Survey of single-image-to-3-D approaches comparing Gaussian splatting (Splatter Image, GS-LRM, Triplane-Meets-Gaussian, Gamba) against VDB / FVDB sparse-voxel approaches. The thesis-line question: which one to pick as the output representation for the MambaFlow3D-class generator. The decision: triplane as the universal intermediate, with VDB used for procedural-pipeline integration and G-splats as an optional fast- preview rendering target.
Late 2025 a wave of single-image-to-3-D Gaussian-splat methods landed at top venues: GS-LRM (sparse-view feed-forward, 0.23 s on A100), Triplane-Meets-Gaussian (dual decoder, point-cloud + triplane), Splatter Image (U-Net pixel-to-Gaussian), Gamba (Mamba over Gaussian sequences). The question for the thesis line was whether MambaFlow3D should target G-splats as its output, or stick with the VDB / triplane representations already used elsewhere in the thesis-line.
The decision: triplane (and its hexplane / six-plane generalisations) is the universal intermediate. G-splats and VDB are both consumers that the triplane can convert to. The reasoning is in §02.
| Property | Gaussian Splats | VDB / FVDB | Triplane (chosen) |
|---|---|---|---|
| Render speed (256² image) | 5–15 ms | ~100–300 ms (volume render) | 30–80 ms (volume render) |
| Storage | 50–500 MB (per scene) | 10–80 MB (per scene) | 6–12 MB (256² × 32 ch) |
| Editability | Move Gaussians directly | Houdini / Open3D native | Edit 2-D feature planes |
| Procedural pipeline (Houdini) | Awkward — splat-to-mesh conversion needed | Native — VDB is Houdini's format | Triplane → marching cubes → mesh → Houdini |
| Differentiability for training | Yes — standard practice | Yes — FVDB | Yes — bilinear lookup is differentiable |
| Single-image-to-3-D leaders | GS-LRM, Splatter Image, Gamba | Less common (heavier compute) | EG3D, InstantMesh, TRELLIS |
| Photo-realism | Highest (matches NeRF) | Mid (depends on shader) | Mid–high (depends on triplane resolution) |
Triplane as universal intermediate.
G-Splats for preview.
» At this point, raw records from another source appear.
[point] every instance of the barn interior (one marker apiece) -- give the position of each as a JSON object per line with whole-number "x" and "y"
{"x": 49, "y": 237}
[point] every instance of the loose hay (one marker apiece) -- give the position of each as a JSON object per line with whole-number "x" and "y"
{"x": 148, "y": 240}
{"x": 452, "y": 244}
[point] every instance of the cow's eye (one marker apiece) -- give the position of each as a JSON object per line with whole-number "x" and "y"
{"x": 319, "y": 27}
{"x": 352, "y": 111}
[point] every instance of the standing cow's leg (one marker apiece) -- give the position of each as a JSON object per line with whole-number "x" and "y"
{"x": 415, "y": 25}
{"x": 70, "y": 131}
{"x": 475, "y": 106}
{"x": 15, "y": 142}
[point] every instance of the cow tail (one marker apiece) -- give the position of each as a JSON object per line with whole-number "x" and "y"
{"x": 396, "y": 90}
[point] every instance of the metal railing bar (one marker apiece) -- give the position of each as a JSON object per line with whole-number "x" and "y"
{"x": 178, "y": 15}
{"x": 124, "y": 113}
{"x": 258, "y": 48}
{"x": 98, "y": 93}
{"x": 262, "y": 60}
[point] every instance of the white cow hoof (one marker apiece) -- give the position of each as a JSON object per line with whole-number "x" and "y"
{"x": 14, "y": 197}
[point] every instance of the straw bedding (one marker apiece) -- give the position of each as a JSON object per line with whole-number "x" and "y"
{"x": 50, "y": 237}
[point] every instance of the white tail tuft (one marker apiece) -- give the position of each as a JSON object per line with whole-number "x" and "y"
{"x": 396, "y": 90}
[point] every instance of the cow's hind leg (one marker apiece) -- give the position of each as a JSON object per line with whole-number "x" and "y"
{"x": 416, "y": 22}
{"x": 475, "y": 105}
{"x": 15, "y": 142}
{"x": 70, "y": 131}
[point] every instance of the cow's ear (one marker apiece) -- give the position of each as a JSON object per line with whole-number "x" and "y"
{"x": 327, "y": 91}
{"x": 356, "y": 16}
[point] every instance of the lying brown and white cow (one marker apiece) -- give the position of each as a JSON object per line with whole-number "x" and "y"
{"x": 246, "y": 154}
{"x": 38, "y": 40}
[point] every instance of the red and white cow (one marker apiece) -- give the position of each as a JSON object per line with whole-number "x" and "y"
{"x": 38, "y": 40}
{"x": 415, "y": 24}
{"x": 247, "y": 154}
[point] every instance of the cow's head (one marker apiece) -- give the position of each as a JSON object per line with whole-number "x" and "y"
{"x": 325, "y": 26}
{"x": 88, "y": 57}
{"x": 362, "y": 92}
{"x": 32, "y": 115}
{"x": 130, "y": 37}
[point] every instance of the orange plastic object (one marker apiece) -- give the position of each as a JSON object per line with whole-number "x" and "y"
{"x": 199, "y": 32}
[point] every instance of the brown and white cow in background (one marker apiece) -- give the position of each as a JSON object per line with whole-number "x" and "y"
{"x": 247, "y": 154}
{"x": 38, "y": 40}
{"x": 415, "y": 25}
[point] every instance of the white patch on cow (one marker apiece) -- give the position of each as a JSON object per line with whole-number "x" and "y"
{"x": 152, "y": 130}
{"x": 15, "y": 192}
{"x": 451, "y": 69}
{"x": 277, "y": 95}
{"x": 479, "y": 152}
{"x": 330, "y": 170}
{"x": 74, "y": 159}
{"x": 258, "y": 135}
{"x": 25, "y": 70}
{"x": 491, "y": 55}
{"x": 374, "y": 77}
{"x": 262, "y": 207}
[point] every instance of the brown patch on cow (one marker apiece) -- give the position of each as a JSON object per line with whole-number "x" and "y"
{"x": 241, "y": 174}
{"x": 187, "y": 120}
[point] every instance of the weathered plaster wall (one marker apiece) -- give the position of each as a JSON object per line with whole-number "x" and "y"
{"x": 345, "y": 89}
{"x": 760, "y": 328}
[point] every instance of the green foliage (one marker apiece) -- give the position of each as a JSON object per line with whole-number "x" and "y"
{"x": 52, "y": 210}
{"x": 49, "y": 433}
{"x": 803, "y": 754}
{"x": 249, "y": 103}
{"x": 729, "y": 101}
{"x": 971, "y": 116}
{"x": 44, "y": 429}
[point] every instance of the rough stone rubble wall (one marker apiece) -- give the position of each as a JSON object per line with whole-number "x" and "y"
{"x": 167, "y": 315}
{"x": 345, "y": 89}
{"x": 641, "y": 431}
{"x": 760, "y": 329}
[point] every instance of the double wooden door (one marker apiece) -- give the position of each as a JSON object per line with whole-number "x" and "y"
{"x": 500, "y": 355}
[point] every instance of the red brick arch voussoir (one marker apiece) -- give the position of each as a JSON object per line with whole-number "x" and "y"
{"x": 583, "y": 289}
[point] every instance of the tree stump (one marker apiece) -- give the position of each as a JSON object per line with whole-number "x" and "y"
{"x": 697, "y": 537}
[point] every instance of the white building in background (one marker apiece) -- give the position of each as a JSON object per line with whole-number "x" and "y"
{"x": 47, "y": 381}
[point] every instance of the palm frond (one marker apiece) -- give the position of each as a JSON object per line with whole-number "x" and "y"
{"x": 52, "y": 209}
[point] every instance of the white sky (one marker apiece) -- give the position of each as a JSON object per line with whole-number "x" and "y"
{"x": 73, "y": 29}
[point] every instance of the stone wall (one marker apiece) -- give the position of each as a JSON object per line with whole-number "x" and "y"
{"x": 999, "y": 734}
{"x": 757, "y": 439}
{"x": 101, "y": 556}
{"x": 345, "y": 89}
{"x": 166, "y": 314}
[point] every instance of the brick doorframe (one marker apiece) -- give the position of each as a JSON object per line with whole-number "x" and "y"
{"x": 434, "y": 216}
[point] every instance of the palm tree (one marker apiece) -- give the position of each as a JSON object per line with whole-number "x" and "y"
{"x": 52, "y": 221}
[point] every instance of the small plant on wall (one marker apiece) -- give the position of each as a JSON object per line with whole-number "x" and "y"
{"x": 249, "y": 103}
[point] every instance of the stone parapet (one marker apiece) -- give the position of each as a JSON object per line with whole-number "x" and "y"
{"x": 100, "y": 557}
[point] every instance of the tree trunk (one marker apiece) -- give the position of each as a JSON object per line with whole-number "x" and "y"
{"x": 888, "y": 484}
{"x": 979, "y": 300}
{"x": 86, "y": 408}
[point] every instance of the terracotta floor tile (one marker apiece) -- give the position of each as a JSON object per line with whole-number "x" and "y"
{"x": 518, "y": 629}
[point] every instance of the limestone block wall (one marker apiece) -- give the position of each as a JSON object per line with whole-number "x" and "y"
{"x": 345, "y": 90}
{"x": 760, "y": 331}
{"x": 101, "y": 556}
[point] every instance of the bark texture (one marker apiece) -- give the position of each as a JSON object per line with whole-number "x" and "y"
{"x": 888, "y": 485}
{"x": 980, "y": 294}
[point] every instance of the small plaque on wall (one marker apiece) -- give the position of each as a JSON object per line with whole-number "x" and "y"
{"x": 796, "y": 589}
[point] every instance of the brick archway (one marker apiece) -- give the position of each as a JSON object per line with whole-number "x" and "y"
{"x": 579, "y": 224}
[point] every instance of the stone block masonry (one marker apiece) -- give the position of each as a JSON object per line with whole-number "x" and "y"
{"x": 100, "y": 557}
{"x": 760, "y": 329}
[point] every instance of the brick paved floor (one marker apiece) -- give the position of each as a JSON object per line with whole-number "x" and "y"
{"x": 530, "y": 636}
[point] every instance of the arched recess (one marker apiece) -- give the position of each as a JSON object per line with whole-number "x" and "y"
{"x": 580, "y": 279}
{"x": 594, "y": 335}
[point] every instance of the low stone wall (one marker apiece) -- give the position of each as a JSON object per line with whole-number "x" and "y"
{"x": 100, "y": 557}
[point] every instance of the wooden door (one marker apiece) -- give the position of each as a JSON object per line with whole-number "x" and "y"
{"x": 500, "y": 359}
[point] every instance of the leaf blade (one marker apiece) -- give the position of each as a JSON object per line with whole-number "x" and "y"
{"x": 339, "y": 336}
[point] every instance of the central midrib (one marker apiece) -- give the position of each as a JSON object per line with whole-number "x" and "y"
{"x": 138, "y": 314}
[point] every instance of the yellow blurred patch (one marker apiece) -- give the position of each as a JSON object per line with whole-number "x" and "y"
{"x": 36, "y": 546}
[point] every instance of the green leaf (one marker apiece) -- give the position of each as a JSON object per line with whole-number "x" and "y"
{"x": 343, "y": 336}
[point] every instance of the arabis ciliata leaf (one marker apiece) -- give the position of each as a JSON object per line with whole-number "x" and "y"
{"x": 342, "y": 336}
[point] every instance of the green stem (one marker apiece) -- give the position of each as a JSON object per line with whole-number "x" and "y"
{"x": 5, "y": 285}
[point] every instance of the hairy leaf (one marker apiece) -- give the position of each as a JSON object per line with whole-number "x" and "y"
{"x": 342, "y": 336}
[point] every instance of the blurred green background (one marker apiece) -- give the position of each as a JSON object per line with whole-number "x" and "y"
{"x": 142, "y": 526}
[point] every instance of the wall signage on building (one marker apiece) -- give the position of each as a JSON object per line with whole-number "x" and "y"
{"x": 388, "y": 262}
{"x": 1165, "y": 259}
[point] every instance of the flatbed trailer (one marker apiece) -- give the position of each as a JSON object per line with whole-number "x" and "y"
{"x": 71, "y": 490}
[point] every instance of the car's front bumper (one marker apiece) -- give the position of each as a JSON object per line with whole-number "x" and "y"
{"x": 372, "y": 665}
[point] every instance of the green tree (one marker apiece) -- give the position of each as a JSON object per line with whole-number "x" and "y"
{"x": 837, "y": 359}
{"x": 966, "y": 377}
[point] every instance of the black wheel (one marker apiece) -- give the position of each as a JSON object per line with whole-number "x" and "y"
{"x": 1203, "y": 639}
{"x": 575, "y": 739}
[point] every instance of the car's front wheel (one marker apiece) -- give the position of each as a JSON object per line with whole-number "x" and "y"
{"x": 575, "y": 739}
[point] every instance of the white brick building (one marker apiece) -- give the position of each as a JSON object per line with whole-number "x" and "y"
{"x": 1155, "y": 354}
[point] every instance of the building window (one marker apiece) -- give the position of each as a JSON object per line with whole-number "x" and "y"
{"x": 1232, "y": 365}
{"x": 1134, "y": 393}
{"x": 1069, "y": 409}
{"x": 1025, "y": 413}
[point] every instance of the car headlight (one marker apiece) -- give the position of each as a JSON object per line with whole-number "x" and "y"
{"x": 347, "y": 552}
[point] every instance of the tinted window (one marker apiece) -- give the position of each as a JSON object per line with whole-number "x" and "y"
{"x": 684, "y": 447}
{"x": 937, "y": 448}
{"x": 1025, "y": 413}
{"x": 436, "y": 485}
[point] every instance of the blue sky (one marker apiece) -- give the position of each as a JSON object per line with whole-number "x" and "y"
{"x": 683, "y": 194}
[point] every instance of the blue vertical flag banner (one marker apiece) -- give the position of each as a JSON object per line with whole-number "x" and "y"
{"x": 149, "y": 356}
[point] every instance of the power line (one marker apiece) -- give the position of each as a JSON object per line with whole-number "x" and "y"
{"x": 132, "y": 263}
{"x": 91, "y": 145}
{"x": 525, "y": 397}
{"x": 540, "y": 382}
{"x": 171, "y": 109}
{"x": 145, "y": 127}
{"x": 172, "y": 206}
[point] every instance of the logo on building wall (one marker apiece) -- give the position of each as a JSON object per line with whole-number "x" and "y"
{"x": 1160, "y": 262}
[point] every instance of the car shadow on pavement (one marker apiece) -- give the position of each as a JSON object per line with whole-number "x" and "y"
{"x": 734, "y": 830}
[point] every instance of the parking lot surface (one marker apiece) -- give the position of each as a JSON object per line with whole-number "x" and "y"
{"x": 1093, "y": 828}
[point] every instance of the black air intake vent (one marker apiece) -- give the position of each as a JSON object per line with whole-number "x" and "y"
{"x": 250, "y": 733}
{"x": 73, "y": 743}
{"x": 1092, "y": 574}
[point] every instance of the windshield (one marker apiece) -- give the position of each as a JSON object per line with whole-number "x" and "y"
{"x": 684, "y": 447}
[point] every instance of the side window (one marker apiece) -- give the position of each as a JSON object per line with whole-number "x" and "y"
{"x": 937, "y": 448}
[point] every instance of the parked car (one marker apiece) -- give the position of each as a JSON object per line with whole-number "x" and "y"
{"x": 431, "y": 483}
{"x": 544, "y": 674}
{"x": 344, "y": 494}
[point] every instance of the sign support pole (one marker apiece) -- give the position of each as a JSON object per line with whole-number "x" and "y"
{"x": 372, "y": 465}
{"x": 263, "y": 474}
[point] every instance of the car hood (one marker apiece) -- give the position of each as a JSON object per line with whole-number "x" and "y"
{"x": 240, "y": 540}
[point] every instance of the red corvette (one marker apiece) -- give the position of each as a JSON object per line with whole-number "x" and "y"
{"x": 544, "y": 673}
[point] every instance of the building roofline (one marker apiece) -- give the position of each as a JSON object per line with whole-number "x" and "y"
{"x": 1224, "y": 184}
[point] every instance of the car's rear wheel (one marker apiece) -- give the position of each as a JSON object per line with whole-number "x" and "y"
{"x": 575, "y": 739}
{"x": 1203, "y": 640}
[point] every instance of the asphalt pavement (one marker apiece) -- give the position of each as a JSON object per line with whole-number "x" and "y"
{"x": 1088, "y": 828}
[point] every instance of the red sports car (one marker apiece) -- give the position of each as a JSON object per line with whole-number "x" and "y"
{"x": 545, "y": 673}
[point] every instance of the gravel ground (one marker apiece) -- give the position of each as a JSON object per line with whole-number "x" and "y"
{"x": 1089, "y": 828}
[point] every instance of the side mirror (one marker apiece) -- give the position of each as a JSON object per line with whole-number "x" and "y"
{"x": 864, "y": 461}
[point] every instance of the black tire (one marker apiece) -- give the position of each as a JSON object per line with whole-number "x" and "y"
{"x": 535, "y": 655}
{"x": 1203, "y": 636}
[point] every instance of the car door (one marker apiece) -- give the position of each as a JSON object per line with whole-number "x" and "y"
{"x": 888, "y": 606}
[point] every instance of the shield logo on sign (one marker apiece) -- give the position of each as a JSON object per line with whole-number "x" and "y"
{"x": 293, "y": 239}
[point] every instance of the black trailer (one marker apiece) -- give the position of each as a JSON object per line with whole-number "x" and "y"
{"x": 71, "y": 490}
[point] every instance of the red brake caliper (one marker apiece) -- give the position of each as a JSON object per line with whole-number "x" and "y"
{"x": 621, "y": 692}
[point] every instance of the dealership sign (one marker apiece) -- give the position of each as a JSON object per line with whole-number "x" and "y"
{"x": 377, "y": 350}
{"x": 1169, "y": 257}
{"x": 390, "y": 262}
VDB for Houdini.
Triplane wins as the universal generator output because: (i) it is the smallest of the three at 6–12 MB; (ii) it is the most edit-friendly via 2-D feature-plane editing, which composes with the procedural-modelling thesis line; (iii) it converts cleanly to either G-Splats (for fast preview rendering) or VDB / mesh (for Houdini procedural integration). G-Splats win at raw photo-realistic render speed; VDB wins at Houdini composability. Triplane wins at both if you accept the conversion cost, which is paid once per generated scene rather than per frame.
| Method | Architecture | Input | Speed | Notes |
|---|---|---|---|---|
| GS-LRM | Transformer (LRM-style) | 2–4 sparse views | 0.23 s on A100 | Highest quality at low view count |
| Triplane-Meets-Gaussian | Dual decoder (point-cloud + triplane) | Single view | ~0.5 s | Bridges triplane & G-Splat ecosystems |
| Splatter Image | U-Net pixel → Gaussian | Single view | ~0.3 s | One Gaussian per pixel; simple |
| Gamba | Mamba over Gaussian sequence | Single view | ~0.4 s | The direct inspiration for the MambaFlow3D backbone choice (Topic 26) |
Toggle between Gaussian splats and a triplane / VDB view of the same shape. Each representation renders differently; the underlying geometry is the same.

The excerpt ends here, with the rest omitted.